If you allow GitLab to manage your cluster, GitLab stores a cached
version of the namespaces and service accounts it creates for your projects. If you
modify these resources in your cluster manually, this cache can fall out of sync with
your cluster. This can cause deployment jobs to fail.

To clear the cache:

1. Navigate to your project's **Infrastructure > Kubernetes clusters** page, and select your cluster.
1. Expand the **Advanced settings** section.
1. Click **Clear cluster cache**.

### Base domain

> [Introduced](https://gitlab.com/gitlab-org/gitlab-foss/-/merge_requests/24580) in GitLab 11.8.

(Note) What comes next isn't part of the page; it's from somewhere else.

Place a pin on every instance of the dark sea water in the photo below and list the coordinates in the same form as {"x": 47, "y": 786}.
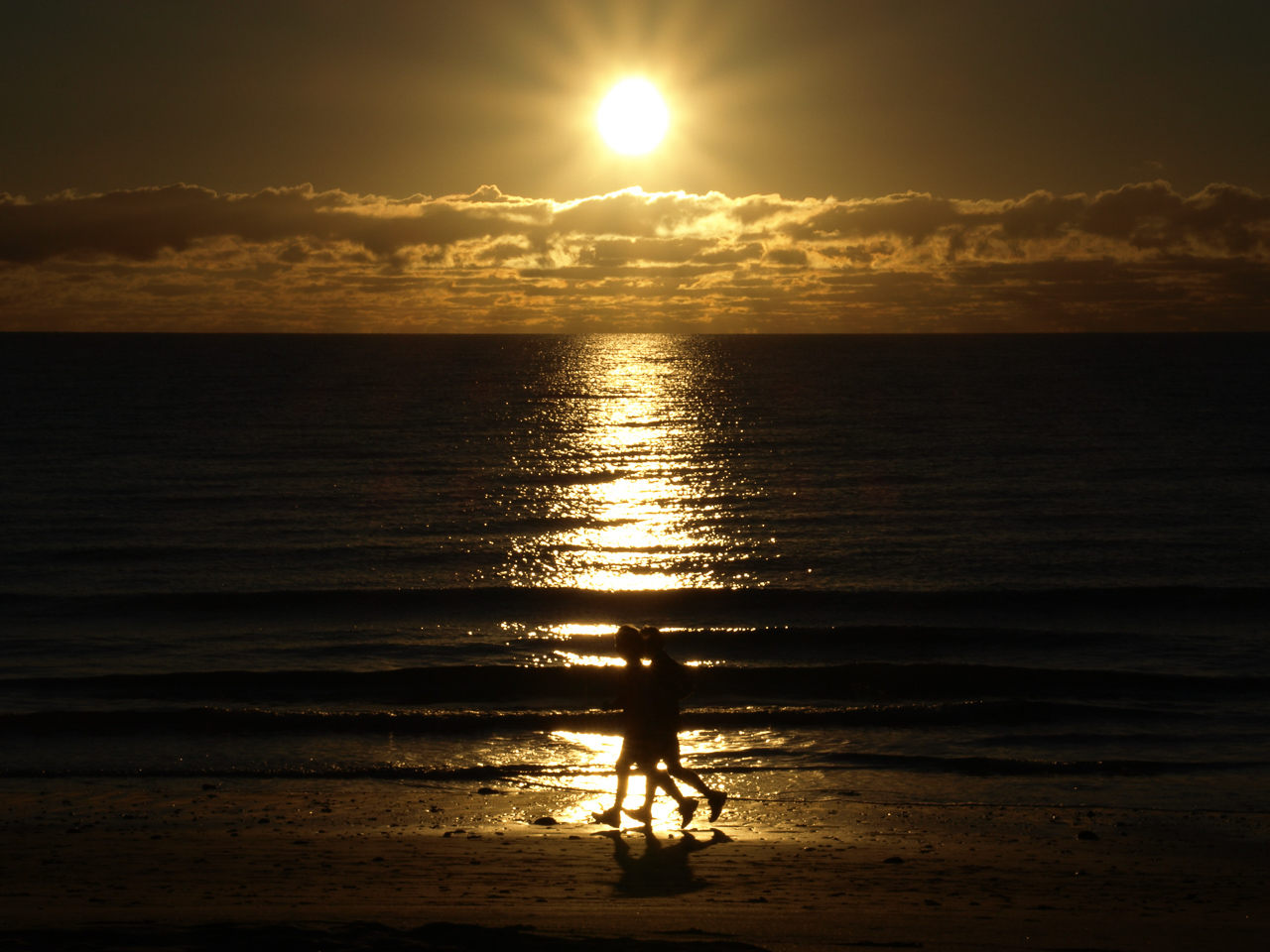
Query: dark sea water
{"x": 1028, "y": 569}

Specifying a base domain automatically sets `KUBE_INGRESS_BASE_DOMAIN` as an deployment variable.
If you are using [Auto DevOps](../../../topics/autodevops/index.md), this domain is used for the different
stages. For example, Auto Review Apps and Auto Deploy.

The domain should have a wildcard DNS configured to the Ingress IP address.
You can either:

- Create an `A` record that points to the Ingress IP address with your domain provider.
- Enter a wildcard DNS address using a service such as `nip.io` or `xip.io`. For example, `192.168.1.1.xip.io`.

To determine the external Ingress IP address, or external Ingress hostname:

- *If the cluster is on GKE*:
  1. Click the **Google Kubernetes Engine** link in the **Advanced settings**,
     or go directly to the [Google Kubernetes Engine dashboard](https://console.cloud.google.com/kubernetes/).
  1. Select the proper project and cluster.
  1. Click **Connect**
  1. Execute the `gcloud` command in a local terminal or using the **Cloud Shell**.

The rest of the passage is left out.